Vector Lovers: Vector Lovers

Weaned on a diet of Depeche Mode and Kraftwerk, Martin Wheeler (aka Vector Lovers), acquired his first synth, a Casio CZ101, during the ‘80s. But while he created music and computer games in the years that followed, his formal coming out didn't occur until last year's Roboto Ashido Funk, a 12” IDJ magazine called “one of the top ten electro/techno releases of 2003.” Which brings us to Wheeler's full-length debut. A quick glance at the album cover and track listing offers an immediate hint of the electro-synth 'robot music' contained within, a suspicion borne out by the opening song.
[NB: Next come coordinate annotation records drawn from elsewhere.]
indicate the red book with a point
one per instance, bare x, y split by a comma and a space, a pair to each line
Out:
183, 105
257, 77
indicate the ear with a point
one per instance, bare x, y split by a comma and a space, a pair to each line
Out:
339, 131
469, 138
With its syncopated beats, handclaps, and glistening, melancholy melodies, “Tokyo Glitterati” sounds like it might have been lifted from one of Suction Records' Snow Robots compilations, while other songs present mellow house-tinged grooves of bleeps and Rhodes sprinkles (“Telecom Meltdown”) or resurrect the disco era with squelchy electro-synth sounds (“Funk & Droid”); Wheeler even pays homage to New Order with “Electrosuite,” essentially a vocodered overhaul of “Blue Monday.” The album generally favours midtempo and uptempo modes though slower charmers emerge in the latter half. In the gorgeous “Yamanote Sundown,” he transplants his lush electro-synth style to the countryside, with sunlit vistas of factories dotting the horizon; the becalmed “Lake Nocturne” is similarly lovely, so elegant it verges on stateliness; “Solitaire” ends the set on a suitably delicate and introspective note. While Vector Lovers doesn't deviate drastically from the established electro-synth template, that's easy to overlook when its twelve tracks are so consistently strong.